Misspellings Class Documentation¶
Overview¶
The Misspellings
class is designed to introduce typographical errors (misspellings) into input strings by applying predefined error rates. This functionality is useful for generating augmented text data that simulates common misspelling errors, making it applicable for testing text classifiers and spell-check systems.
Inheritance¶
The Misspellings
class inherits from the AugmentationWithRandomSelection
base class, which provides a framework for implementing random selection in augmentations.
Parameters¶
selection_size
: Proportion of misspellings to apply.error_rates
: List of error rates to introduce variations.

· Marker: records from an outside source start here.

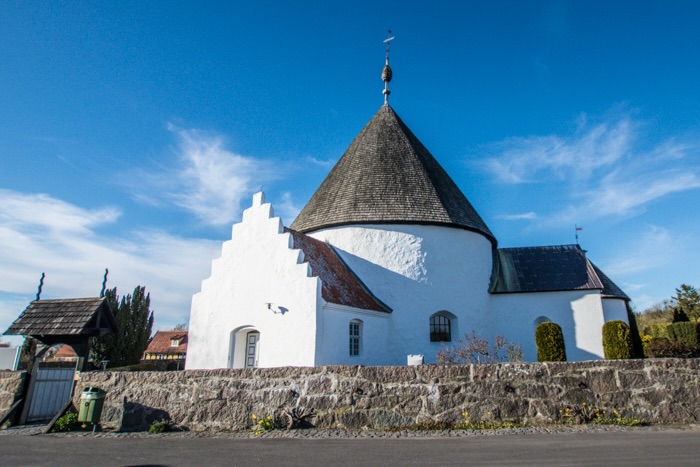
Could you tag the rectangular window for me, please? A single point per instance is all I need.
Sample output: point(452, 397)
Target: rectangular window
point(440, 329)
point(354, 338)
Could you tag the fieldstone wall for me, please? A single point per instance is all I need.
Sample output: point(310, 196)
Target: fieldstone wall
point(11, 385)
point(661, 391)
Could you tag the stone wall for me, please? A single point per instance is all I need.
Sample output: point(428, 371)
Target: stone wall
point(11, 385)
point(661, 391)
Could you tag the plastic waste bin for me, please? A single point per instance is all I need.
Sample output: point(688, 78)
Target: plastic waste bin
point(91, 402)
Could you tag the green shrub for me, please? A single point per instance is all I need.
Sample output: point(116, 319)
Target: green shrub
point(617, 342)
point(661, 347)
point(687, 332)
point(67, 422)
point(550, 343)
point(657, 330)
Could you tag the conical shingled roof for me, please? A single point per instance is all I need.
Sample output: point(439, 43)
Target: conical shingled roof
point(387, 176)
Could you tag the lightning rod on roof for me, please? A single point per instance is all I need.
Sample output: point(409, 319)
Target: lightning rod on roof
point(41, 286)
point(386, 71)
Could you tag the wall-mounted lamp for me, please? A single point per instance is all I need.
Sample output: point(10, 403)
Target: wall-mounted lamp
point(279, 310)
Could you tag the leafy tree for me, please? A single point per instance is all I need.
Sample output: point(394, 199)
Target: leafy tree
point(687, 304)
point(134, 321)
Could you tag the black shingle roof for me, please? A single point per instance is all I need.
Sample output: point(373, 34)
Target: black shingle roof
point(547, 269)
point(73, 316)
point(388, 176)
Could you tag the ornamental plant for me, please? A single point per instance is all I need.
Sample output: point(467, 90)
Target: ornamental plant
point(550, 343)
point(617, 341)
point(477, 350)
point(67, 422)
point(263, 423)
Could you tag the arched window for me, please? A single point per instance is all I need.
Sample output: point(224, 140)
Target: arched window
point(355, 335)
point(441, 327)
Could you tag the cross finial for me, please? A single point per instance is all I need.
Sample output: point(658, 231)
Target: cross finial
point(104, 283)
point(41, 286)
point(386, 71)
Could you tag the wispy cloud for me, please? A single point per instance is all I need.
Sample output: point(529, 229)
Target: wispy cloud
point(206, 179)
point(525, 159)
point(606, 169)
point(65, 241)
point(320, 162)
point(519, 217)
point(42, 212)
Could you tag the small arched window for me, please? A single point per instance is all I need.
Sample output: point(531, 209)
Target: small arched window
point(440, 328)
point(355, 334)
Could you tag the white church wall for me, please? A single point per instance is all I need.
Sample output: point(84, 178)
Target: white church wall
point(418, 270)
point(257, 266)
point(615, 309)
point(579, 313)
point(333, 345)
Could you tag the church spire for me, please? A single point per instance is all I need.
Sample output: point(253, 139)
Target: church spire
point(386, 71)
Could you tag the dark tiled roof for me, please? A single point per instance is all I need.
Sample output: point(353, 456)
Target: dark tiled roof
point(388, 176)
point(161, 342)
point(73, 316)
point(339, 284)
point(544, 269)
point(610, 289)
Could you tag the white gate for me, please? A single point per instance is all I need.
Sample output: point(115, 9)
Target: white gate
point(51, 390)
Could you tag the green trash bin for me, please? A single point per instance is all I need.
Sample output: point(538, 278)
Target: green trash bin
point(91, 402)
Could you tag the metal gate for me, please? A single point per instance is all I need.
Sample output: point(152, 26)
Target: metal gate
point(52, 389)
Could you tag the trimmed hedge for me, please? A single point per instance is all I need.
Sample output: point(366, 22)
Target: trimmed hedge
point(661, 347)
point(617, 341)
point(550, 343)
point(687, 332)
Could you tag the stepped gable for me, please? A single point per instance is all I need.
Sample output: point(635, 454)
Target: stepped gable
point(387, 176)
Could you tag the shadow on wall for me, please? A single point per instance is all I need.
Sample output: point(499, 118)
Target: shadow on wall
point(138, 417)
point(386, 284)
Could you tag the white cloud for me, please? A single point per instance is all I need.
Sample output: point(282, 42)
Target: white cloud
point(519, 217)
point(206, 179)
point(74, 258)
point(320, 162)
point(45, 213)
point(654, 248)
point(523, 160)
point(603, 170)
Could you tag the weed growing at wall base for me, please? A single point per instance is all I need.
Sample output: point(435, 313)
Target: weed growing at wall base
point(263, 423)
point(583, 414)
point(489, 424)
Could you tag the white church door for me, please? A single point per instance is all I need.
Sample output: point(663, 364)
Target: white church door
point(251, 349)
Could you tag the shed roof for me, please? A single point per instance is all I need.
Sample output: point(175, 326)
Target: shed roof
point(548, 269)
point(65, 317)
point(339, 284)
point(388, 176)
point(162, 342)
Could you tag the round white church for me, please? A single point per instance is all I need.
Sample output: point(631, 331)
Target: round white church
point(387, 260)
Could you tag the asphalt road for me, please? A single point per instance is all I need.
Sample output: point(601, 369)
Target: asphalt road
point(668, 448)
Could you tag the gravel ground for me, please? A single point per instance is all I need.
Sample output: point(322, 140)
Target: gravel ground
point(38, 430)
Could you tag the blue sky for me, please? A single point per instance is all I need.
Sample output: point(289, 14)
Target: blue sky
point(133, 134)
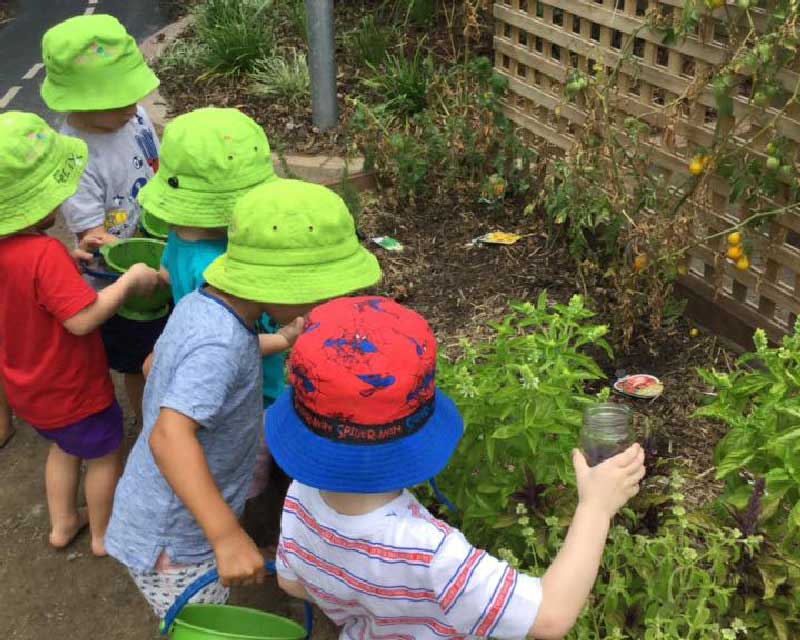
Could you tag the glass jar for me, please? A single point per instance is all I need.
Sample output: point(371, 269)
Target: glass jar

Defaults to[0.1, 0.2]
if not provided.
Functionality¶
The class generates multiple augmented text variants from an input string, returning a list that contains the original string along with its misspelled versions generated using different error rates.
Usage¶
To use the Misspellings
class, instantiate it with the desired selection_size
and error_rates
, then call its transformation method to obtain a list that includes the original and augmented strings with misspellings.
Example¶
misspelling = Misspellings(0.8, [0.05, 0.1])
augmented_texts = misspelling._raw_transform("sample text")
For an input string like "example", a possible output could be:
[
"example",
"exampel",
"examlpe"
]
This methodology effectively introduces realistic typing errors that can enhance model robustness by simulating natural misspellings, inspired by common keyboard mistakes.